Making a game is a lot like moving house. That may seem like a strange analogy but it really works for me right now.
So you have this big project full of interacting scripts and whatnot. Every time you add a new feature, it’s like a whole bunch of boxes have arrived at your new place. Then you have to unpack them and make them work with everything else. Once that’s done, the place is clear, and you start unpacking more boxes. So in this analogy, programming new content is like unpacking boxes.
While you’re unpacking, you’re figuring out the best place for everything and making sure it all works.
In some cases, it’s best to unpack the boxes in waves, so you can still move around. You unpack, tidy, and then see what space you have and which boxes to unpack next. Then you can start on the next box. In programming we make a new feature, test it to see if it works; like tidying or organizing the boxes, then move on to the next tasks/boxes.
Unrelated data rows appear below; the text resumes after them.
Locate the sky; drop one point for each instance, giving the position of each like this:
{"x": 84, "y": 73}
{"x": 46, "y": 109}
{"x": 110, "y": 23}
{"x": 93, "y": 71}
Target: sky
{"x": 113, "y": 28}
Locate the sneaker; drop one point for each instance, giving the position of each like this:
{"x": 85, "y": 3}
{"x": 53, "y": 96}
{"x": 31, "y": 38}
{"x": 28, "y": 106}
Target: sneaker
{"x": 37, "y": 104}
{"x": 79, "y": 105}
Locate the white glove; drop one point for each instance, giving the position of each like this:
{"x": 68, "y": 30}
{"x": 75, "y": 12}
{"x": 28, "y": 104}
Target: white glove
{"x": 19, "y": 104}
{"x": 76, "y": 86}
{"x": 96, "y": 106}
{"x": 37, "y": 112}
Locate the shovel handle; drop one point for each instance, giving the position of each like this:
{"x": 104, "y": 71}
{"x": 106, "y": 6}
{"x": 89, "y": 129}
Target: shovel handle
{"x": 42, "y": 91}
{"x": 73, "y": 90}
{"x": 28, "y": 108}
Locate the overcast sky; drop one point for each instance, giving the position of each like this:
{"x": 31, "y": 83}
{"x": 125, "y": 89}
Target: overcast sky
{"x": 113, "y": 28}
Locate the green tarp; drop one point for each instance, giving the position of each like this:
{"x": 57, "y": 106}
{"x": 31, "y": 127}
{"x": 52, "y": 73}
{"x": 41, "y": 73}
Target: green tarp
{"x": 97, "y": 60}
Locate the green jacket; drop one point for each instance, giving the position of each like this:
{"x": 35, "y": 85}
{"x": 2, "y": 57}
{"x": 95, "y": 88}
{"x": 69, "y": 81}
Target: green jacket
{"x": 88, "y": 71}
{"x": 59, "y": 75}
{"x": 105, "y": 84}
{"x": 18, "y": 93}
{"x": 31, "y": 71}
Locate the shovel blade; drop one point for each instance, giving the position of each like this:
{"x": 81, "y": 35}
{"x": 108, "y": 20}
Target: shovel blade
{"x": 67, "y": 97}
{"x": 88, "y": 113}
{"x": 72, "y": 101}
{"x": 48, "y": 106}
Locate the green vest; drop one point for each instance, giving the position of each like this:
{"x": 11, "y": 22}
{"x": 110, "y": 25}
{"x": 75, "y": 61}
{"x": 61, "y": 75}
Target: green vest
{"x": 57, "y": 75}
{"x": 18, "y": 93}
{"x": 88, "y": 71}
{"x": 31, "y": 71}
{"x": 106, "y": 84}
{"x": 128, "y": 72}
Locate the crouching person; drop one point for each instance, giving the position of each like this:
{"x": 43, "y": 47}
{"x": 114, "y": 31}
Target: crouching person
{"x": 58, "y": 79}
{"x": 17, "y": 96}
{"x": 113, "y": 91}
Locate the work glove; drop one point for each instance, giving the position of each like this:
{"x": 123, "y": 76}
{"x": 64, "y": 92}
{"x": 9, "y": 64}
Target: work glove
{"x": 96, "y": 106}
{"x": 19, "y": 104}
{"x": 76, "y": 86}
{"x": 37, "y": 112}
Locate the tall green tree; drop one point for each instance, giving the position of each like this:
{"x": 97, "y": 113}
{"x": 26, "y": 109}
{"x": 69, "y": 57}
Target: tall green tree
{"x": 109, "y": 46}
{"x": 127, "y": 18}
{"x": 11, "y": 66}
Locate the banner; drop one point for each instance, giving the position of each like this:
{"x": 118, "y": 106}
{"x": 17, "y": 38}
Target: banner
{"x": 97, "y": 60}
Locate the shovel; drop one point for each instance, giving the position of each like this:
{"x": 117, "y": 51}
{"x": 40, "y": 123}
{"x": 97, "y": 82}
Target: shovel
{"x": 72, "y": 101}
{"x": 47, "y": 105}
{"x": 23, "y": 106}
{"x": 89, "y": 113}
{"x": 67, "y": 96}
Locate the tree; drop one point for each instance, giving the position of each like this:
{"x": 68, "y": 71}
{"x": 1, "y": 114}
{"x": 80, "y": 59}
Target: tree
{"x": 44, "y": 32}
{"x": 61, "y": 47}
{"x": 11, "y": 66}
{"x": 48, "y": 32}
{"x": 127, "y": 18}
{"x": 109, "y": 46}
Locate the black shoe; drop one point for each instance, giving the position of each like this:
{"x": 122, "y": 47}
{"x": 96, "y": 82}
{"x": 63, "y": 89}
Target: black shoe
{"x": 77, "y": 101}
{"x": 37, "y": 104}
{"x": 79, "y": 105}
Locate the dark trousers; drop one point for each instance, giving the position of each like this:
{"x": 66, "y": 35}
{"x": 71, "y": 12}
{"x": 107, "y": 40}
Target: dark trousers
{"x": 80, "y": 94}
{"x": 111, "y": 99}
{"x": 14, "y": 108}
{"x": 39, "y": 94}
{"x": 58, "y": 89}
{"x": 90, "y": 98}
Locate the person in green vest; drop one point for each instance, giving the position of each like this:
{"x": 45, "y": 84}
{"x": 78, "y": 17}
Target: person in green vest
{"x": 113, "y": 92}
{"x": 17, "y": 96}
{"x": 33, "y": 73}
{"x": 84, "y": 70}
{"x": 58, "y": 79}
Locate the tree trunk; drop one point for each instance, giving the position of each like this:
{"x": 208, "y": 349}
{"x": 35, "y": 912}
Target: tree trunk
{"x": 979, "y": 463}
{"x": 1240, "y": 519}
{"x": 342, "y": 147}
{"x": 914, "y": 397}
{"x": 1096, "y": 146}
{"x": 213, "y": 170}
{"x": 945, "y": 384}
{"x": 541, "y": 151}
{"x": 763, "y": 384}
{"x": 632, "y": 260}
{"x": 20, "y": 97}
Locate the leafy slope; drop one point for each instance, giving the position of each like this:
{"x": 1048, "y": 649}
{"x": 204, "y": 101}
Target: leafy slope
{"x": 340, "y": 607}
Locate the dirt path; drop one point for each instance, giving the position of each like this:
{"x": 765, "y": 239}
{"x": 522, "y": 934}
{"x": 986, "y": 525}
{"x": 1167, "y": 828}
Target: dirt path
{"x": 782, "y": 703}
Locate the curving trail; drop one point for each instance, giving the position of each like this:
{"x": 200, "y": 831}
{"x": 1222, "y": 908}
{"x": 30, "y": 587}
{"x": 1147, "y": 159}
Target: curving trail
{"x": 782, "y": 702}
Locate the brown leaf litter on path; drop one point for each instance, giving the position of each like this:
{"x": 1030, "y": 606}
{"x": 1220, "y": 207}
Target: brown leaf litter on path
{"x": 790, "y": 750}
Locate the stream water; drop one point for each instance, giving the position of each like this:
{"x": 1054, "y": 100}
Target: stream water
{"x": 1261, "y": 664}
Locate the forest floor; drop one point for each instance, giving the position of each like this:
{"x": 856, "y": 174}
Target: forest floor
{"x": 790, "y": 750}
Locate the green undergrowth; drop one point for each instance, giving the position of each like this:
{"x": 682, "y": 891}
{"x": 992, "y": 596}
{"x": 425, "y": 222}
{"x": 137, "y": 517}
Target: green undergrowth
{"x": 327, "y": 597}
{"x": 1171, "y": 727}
Right now Blacksmith is in the stage where I am about to move on the last set of boxes; some main story cutscenes and a dragon. Then it will be to tidy the boxes and make sure they all work properly. Then finally cleaning before calling the job ‘done’. The difficulty is in not knowing just how much organizing, cleaning and tidying (bug fixing) will be needed and also whether there will be any glaring gaps that need filling.
‘Done’ in quotations because immediately after completing this move, we will be going to IKEA and redecorating. ‘Done’ in the sense that the place is habitable and not too shabby. That means adding a whole bunch of new boxes, assembling them, tidying and cleaning again. Naturally with more feedback, we can make better decisions on what our priorities should be and how best to arrange everything.
Building a house is probably a better analogy, but I’ve never done that.